Topological Sorting
Topological sorting is a linear ordering algorithm for directed acyclic graphs (DAGs). This ordering satisfies: for every directed edge \(u \to v\) (from node \(u\) to node \(v\)) in the graph, \(u\) appears before \(v\) in the sorted result. Topological sorting is often used to solve problems involving dependency relationships, such as task scheduling, course arrangement, etc.
Core Concepts
- Directed Acyclic Graph (DAG): Topological sorting applies only to directed graphs, and the graph must not contain cycles. If a cycle exists in the graph, topological sorting is impossible because nodes in the cycle are mutually dependent, making a definitive order indeterminable.
- In-degree: The number of edges pointing to a node is called its in-degree. For example, if there is an edge \(A \to B\), the in-degree of node \(B\) increases by 1.
- Out-degree: The number of edges pointing out from a node is called its out-degree.
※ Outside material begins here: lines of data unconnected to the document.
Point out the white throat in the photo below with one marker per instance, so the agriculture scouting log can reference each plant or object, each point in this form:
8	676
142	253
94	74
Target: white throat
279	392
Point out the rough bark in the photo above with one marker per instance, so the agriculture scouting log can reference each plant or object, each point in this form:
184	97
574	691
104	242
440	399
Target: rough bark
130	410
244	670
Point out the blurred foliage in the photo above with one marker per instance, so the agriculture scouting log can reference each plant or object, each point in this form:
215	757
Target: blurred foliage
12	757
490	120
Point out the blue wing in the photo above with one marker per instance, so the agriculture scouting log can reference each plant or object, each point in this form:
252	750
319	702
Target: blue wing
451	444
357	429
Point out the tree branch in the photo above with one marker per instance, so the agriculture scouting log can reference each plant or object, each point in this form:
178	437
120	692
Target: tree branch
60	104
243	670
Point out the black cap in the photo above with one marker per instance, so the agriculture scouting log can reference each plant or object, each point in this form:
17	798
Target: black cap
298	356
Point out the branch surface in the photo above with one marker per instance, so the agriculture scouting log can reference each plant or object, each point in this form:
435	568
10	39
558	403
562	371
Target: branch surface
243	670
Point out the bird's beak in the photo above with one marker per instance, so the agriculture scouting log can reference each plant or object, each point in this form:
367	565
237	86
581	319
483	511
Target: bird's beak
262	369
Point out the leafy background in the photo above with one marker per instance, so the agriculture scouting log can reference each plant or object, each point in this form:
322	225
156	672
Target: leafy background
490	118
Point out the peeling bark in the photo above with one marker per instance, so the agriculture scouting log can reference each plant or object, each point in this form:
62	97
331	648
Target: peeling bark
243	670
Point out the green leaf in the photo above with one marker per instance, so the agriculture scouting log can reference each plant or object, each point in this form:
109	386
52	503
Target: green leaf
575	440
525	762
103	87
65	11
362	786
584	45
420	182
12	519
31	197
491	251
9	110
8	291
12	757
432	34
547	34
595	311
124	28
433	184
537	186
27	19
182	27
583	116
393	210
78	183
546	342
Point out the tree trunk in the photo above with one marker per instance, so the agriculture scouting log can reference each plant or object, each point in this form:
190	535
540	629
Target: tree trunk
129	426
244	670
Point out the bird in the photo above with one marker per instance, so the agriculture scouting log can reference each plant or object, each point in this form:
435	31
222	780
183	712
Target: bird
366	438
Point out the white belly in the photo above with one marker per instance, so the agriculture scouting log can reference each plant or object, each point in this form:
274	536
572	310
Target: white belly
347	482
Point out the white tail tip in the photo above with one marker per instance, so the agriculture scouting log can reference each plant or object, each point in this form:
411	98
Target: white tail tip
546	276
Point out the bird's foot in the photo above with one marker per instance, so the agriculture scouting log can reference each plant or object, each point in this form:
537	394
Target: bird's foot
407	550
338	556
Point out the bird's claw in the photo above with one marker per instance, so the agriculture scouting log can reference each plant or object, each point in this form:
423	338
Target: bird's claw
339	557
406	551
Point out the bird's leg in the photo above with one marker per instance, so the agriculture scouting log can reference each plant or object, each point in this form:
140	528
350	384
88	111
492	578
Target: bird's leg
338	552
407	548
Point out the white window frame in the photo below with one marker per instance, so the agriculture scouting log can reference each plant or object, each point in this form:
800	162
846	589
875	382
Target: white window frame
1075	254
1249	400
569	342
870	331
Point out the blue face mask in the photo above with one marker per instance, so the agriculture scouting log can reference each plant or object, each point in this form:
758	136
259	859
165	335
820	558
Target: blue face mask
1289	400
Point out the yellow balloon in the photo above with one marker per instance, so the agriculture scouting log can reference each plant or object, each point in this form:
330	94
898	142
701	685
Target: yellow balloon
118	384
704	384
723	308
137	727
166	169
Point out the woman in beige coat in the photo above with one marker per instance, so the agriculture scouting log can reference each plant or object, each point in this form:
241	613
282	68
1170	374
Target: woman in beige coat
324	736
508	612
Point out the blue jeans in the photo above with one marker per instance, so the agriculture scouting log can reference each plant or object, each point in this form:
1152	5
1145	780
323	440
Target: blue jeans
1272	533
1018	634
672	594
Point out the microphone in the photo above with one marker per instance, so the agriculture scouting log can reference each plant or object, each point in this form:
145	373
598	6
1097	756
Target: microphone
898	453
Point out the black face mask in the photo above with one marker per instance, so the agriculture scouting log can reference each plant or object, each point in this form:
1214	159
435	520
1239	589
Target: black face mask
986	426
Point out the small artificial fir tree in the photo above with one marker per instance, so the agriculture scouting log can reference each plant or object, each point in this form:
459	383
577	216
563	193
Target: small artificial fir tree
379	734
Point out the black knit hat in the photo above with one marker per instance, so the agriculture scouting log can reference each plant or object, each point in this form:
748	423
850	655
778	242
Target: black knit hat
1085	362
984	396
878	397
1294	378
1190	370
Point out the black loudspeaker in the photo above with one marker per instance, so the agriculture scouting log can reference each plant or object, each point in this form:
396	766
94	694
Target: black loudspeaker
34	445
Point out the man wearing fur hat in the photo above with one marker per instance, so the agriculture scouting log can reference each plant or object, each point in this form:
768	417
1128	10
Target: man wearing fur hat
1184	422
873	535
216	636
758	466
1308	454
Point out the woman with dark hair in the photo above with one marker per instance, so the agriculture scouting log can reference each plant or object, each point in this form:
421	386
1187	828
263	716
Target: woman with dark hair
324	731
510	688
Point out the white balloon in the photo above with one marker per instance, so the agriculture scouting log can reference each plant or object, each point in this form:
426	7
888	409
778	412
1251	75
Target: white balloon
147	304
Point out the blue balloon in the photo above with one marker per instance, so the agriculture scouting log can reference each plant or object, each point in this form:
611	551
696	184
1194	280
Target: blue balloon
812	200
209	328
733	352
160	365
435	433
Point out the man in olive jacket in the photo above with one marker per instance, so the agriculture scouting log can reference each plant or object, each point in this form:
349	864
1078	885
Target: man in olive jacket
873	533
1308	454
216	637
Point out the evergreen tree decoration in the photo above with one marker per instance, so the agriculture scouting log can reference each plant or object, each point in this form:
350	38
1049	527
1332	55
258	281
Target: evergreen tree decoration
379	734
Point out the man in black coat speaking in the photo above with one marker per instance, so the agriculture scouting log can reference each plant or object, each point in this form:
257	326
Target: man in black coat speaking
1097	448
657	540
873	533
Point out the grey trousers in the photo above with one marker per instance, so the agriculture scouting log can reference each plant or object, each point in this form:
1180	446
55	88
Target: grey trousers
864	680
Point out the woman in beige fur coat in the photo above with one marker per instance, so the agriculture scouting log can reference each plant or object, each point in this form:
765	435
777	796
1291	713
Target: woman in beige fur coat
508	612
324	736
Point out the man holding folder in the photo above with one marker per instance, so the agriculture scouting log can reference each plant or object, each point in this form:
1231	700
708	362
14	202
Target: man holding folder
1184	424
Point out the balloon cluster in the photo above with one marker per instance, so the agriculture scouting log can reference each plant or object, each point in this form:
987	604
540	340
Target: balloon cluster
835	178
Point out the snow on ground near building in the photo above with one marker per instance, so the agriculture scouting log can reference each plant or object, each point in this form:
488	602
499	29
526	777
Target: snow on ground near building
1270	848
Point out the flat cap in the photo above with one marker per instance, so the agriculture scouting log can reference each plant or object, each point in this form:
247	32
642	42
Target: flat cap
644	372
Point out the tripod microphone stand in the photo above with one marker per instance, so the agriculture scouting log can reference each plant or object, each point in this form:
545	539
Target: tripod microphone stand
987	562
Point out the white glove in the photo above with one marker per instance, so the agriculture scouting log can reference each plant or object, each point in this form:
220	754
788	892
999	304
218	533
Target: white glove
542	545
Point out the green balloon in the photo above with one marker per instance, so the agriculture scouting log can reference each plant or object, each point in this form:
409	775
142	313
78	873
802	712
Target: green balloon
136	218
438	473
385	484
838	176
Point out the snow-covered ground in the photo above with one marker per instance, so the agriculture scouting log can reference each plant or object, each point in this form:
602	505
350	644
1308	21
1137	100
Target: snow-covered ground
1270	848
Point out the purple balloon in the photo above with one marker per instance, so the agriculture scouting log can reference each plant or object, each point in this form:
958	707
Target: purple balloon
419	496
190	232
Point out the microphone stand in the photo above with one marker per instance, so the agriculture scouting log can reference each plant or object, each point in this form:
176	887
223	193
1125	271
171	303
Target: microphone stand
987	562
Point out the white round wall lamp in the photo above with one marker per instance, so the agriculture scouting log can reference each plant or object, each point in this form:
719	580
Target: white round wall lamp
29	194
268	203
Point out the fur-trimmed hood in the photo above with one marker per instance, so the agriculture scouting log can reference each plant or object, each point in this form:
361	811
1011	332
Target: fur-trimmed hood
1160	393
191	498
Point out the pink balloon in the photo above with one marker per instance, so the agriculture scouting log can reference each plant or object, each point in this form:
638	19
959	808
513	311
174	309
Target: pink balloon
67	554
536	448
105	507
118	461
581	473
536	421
Algorithm Steps (Kahn's Algorithm)
Kahn's algorithm is an in-degree-based topological sorting algorithm. Its core idea is to repeatedly select nodes with an in-degree of 0, remove these nodes and their outgoing edges, and update the in-degrees of adjacent nodes. Specific steps are as follows:
-
Initialization:
- Calculate the in-degree of each node in the graph and record it.
- Initialize a queue (or stack) to store all nodes currently with an in-degree of 0.
- Initialize a list to store the topological sorting result.
-
Processing Nodes with In-degree 0:
- Dequeue nodes with an in-degree of 0 from the queue one by one and add them to the result list.
- For each dequeued node \(u\), traverse all its adjacent nodes \(v\) (i.e., edges \(u \to v\) exist) and decrease the in-degree of \(v\) by 1. If after decreasing, the in-degree of \(v\) becomes 0, add \(v\) to the queue.
-
Checking for Cycles:
- If the number of nodes in the result list equals the total number of nodes in the graph, the topological sorting is successful.
- If the number of nodes in the result list is less than the total number of nodes in the graph, it indicates the presence of a cycle, making topological sorting impossible.
Example Demonstration
Assume a directed graph with nodes \(A, B, C, D, E\) and edges:
- \(A \to B\)
- \(A \to C\)
- \(B \to D\)
- \(C \to D\)
- \(D \to E\)
Step 1: Initialization
- Calculate the in-degree of each node:
- \(A: 0\)
- \(B: 1\) (from \(A\))
- \(C: 1\) (from \(A\))
- \(D: 2\) (from \(B\) and \(C\))
- \(E: 1\) (from \(D\))
- Initialize the queue as \([A]\) (since only \(A\) has an in-degree of 0).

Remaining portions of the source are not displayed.